DI Corbett Electric, Inc. v. Venture Construction Company

Annotate this Case

140 Ga. App. 586 (1976)

231 S.E.2d 536

D. I. CORBETT ELECTRIC, INC. v. VENTURE CONSTRUCTION COMPANY.

53064.

Court of Appeals of Georgia.

Argued November 1, 1976.

Decided November 30, 1976.

Smith, Currie & Hancock, Kent P. Smith, Robert D. Marshall, for appellant.

Huie, Ware, Sterne, Brown & Ide, C. Wilson Dubose, Terrence L. Croft, for appellee.

STOLZ, Judge.

The appellant sued the appellee for the amount allegedly due on a construction subcontract. The appellant, an electrical and heating/air conditioning subcontractor, entered into a contract with the appellee, a general contractor, to do electrical and heating/air conditioning work on an apartment complex. Their contract said, "Final payment shall be made within 30 days after the completion of the work included in this subcontract, written acceptance of same by the Architect and Owner, or their authorized representatives, and full payment therefor by the owner." In its case in chief, the *587 appellant did not introduce evidence either of written acceptance by the architect and owner or of full payment by the owner. Holding that such acceptance and payment were conditions precedent to the appellant's remuneration under the contract, a verdict in the appellee's favor was directed by the trial judge, from which judgment the appellant appeals.
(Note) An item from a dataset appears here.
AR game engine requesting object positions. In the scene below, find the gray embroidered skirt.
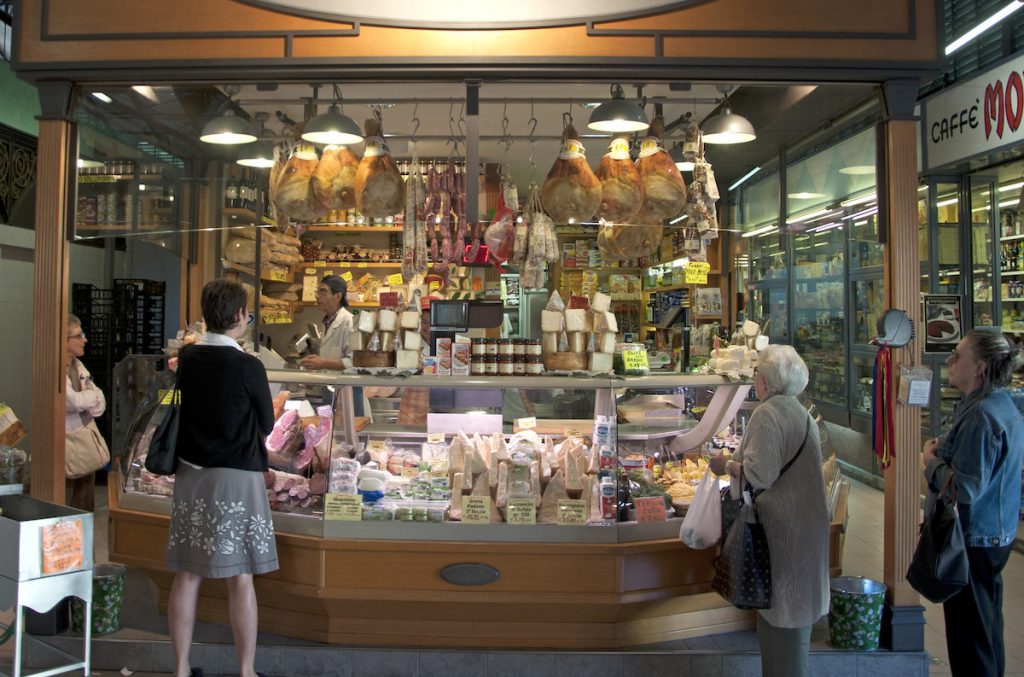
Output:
[167,463,278,579]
1. The appellant first contends that acceptance and payment under the contract are not conditions precedent to final payment for the appellant, but merely set a time for him to be paid. In a case dealing with an almost identical contractual provision, Peacock Const. Co. v. West, 111 Ga. App. 604 (142 SE2d 332) (1965), this court held the appellant's argument to be meritless, stating that "the plain and unambiguous language of the agreement" made the terms in issue conditions precedent to the appellee's liability for final payment of the contract price. 111 Ga. App. at 606.
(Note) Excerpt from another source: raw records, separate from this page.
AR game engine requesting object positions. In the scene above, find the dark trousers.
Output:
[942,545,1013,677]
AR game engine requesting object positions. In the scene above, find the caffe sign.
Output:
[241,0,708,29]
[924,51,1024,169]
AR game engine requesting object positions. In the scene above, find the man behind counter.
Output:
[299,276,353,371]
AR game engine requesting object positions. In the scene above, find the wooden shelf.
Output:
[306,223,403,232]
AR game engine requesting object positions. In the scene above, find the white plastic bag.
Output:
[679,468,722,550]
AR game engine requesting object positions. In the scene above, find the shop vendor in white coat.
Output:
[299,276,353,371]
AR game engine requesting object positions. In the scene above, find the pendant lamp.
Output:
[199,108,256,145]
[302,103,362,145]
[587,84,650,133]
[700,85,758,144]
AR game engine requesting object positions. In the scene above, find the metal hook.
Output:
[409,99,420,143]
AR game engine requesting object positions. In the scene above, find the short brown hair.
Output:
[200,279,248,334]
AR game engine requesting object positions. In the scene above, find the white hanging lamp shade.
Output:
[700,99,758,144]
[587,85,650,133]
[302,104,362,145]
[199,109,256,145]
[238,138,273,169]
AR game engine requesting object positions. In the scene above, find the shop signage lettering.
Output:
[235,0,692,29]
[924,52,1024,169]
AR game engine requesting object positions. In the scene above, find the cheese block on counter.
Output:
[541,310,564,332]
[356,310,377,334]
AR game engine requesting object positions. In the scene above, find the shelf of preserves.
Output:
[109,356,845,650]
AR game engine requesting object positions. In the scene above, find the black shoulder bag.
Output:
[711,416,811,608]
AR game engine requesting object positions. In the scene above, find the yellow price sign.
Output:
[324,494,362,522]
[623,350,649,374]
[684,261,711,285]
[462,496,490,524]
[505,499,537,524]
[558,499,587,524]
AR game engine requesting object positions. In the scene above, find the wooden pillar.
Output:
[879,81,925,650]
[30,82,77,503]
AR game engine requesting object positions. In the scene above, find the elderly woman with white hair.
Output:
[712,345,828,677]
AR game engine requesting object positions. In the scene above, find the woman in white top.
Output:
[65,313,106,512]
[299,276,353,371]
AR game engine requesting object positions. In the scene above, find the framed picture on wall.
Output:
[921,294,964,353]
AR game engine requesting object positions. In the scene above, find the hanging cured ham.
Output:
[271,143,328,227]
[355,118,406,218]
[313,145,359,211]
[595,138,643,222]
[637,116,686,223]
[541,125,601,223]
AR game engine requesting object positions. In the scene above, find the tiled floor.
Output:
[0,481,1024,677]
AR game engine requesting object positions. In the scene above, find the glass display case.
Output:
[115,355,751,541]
2. The appellant did offer in evidence, however, a letter, which it claims was sufficient to present a jury issue. The material portion of this letter from the appellee to the appellant reads, "For future payments on each of the above referenced Subcontracts, our invoicing will need to be handled in such a manner that we pay for a complete building with each invoice and make only three payments per building; the first being for roughing for which a roughing inspection will be necessary; the second being for trim for which a final inspection will be necessary; and the third being for release of retainage which will be done in a reasonable length of time after all punch out work is completed on a per building basis."

The appellant first claims that the letter explains an alleged ambiguity in the contractual provision in issue. Under our holding in Division 1 of this opinion, however, the agreement is unambiguous. One can not make an unambiguous contract ambiguous by the introduction of extraneous evidence. Houston v. Jefferson Standard Life Ins. Co., 119 Ga. App. 729, 732 (168 SE2d 843) (1969); see Mergenthaler Linotype Co. v. Glover Printing &c. Co., 58 Ga. App. 634 (199 SE 756) (1938).
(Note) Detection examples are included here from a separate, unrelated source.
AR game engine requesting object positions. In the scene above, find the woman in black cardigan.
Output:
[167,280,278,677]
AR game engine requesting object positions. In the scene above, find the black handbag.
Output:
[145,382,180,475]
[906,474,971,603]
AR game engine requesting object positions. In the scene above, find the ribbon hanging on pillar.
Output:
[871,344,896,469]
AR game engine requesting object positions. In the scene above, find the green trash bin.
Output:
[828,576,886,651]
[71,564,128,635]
The appellant also contends that the letter in issue amounted to a waiver by the appellee of his rights under *588 the contract, or at least presented a factual question for jury resolution as to the issue of waiver vel non. "Waiver is essentially a matter of intent ..., and the evidence relied upon to prove a waiver must be so clearly indicative of an intent to relinquish a then known particular right or benefit as to exclude any other reasonable explanation." Plumer v. Continental Cas. Co., 12 Ga. App. 594 (2) (77 SE 917) (1913); see Monroe Motor Express v. Jackson, 74 Ga. App. 148, 157 (38 SE2d 863) (1946). We hold that neither the letter nor any other evidence clearly indicates an intent to relinquish the appellee's rights to written acceptance and final payment before remuneration is made to the appellant. Therefore, the letter can not constitute a waiver of the contractual terms.

Judgment affirmed. Bell, C. J., and Clark, J., concur.